Oct 5, 2013 at 10:13am

taking the business away from the mom & pop growers and dispensaries will greatly affect the local economies. the feds don't have the first clue. dispensaries offer the opportunity to physically inspect the product prior to purchase. can you do that by online or phone prior to receiving the order? nope. can these new companies offer the current & ever-expanding range of product and replicate the current growing environment of a user's particular choice of weed? VERY not likely. BC government needs to stand up and fight this. it's a no brainer. wouldn't have to explore LNG or any other destructive resource extraction market. BC could become a leader in true GREEN technology - urban agriculture. cannabis/hemp products...

Jack Draak

Oct 5, 2013 at 4:37pm

1) Dispensaries have *never* been "legal" (i.e. codified in law), however the courts have stipulated that all Canadians deserve "reasonable access". Until a better model is up and running, dispensaries play a critical role in ensuring access for thousands of users.

2) Since we're bringing up the courts.... the BC courts have also deemed Health Canada guidelines to be null and void insofar as they stipulate dried herb only (no concentrates, edibles, etc.) Given that the revised MMPR also neglects to provide legislative allowance for said, it is once again, null and void.


Oct 5, 2013 at 9:45pm

guess what?
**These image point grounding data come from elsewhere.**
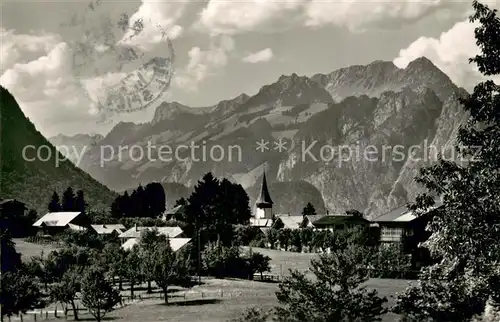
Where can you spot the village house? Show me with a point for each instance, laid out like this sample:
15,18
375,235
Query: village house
11,208
107,229
175,243
401,222
337,222
288,221
12,217
57,222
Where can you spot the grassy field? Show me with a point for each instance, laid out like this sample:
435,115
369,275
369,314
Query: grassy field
219,300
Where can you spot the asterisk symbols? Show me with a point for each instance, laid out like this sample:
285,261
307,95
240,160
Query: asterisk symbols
280,145
262,145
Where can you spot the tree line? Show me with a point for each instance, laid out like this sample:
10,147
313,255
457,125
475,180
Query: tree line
146,202
463,282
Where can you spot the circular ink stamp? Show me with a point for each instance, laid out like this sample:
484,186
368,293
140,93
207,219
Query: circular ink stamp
117,68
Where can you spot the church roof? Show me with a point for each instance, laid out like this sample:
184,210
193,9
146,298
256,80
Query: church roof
264,197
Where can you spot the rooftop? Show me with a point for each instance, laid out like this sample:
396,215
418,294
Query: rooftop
56,219
402,214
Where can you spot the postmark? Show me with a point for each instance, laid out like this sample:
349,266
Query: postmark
117,74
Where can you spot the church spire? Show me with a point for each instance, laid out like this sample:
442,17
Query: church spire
264,199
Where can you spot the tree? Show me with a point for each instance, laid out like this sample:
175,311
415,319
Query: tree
272,237
156,199
170,268
284,236
68,202
55,203
98,294
335,294
11,259
464,230
133,268
253,314
295,240
80,204
19,293
64,291
309,210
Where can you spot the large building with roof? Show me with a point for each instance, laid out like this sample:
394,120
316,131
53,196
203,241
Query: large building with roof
400,222
135,232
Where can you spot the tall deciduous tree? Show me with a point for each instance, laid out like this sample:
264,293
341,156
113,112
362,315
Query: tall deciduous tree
309,210
98,294
11,259
170,268
465,231
64,290
335,294
19,293
133,268
80,204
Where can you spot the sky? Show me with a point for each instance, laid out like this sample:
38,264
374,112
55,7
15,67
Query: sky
221,48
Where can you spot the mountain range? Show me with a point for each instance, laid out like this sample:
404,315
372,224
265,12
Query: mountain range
32,179
376,106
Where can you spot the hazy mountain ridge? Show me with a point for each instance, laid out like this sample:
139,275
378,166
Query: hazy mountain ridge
377,104
31,179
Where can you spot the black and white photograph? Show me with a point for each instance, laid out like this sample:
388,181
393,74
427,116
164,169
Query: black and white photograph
250,160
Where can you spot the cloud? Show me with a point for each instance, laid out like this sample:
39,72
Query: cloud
158,19
45,89
233,17
450,53
264,55
360,15
203,63
21,47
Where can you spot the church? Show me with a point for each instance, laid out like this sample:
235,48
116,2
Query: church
263,213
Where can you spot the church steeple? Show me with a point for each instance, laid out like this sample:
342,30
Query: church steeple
264,200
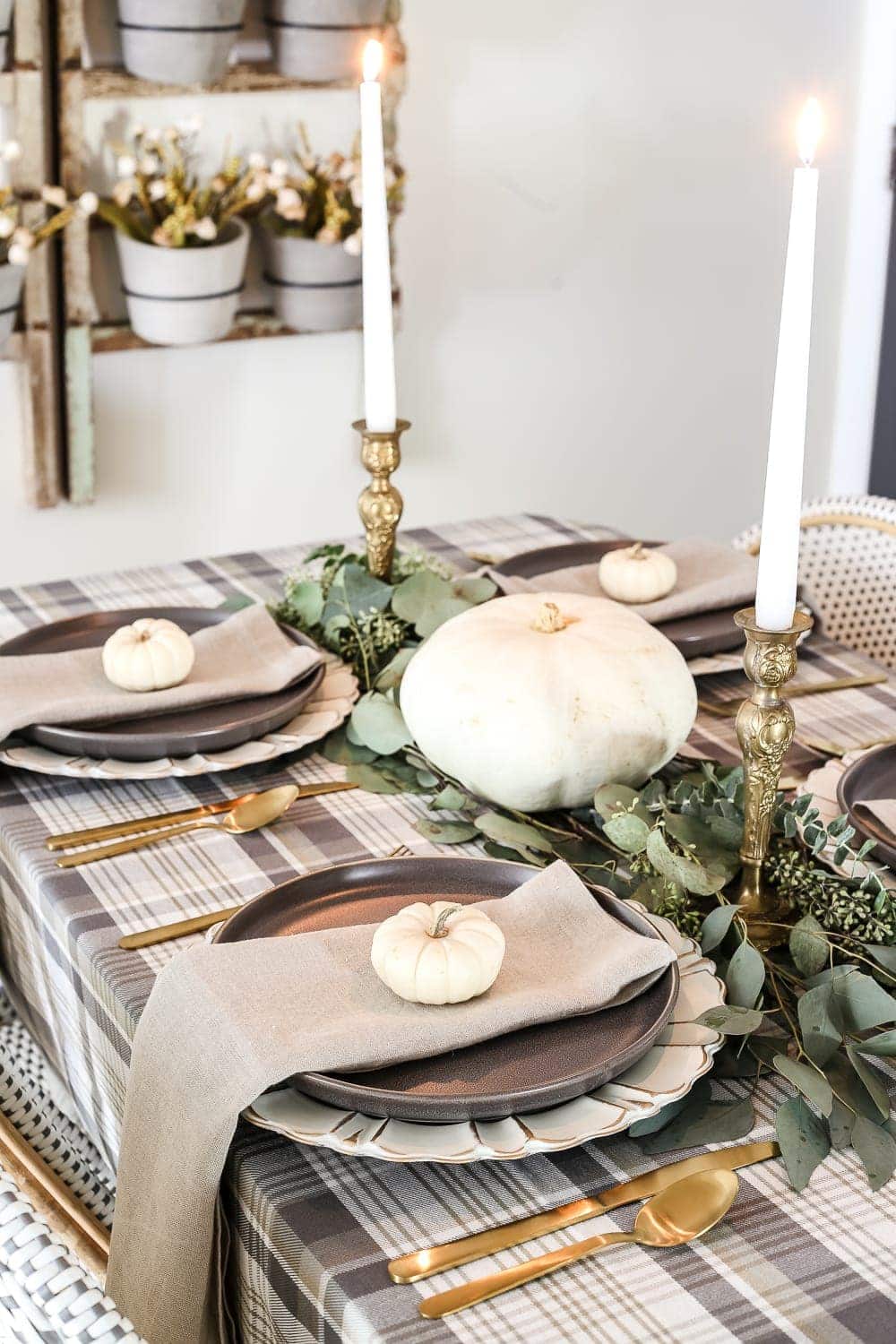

Once they start growing it, they are going to sell it in WalMart so that everyone gets their share for a really good price and then they are going to have everyone stoned, stupid and at home on their couch, they will be able to put several families in one house as no one will care as they are stoned. The numbers of death by pancreatitus is going to rise as smoking pot leads to the munchies as it stimulates the pancreas to make more insulin - then maybe they will sell it in packs like Smores. marshmallows, graham wafers and chocolate bars. One of the Marx brothers, Guido, Groucho or Karl said that Religion was the opiate of the masses. Things have come a long way. After religion then it was television, then computers and now POT. Keep em stoned and stupid. You think you might have fibromyalgia - have a toke, you think you hurt somewhere - have a toke, getting older and depressed - have a toke. don't have a job - have a toke. move over, shut up, have a toke, have a cookie.... now aren't you feeling better you schmuck.

Hello black market

Oct 5, 2013 at 10:59pm

Less people producing legal weed means that more weed being produced illegally on the black market. This will actually help those that are growing illegally again. Drive the price up per pound and put more money in the coffers of the local economies. The big companies will not be able to survive because one. they don't have access to the street market, and two most of them will not be able to offer the variety. Prairie Plant systems is a total joke. No patient in their right mind is going to want to purchase the crap they produce for 10 bucks a gram when people can do it themselves for 2 bucks a gram. But Harper did it right for his buddies because he will be able to put more of these sick people in prison where they can die in some shit hole for none violent crimes. That way all the rapists and violent criminals can get away with the crimes they commit. Mandatory minimums are big corp business. Who by the way votes in Stephen Harper...I would really like to meet one of these jackasses one day.

buddy boy

Oct 6, 2013 at 9:21am

just trying to fill their prisons with the great unwashed masses


Oct 6, 2013 at 5:07pm

Designed to fail... your weed is in the mail


Oct 10, 2013 at 1:09pm

This is exactly why all British Columbians, including ministry employees and elected officials, should get out and sign the Sensible BC petition.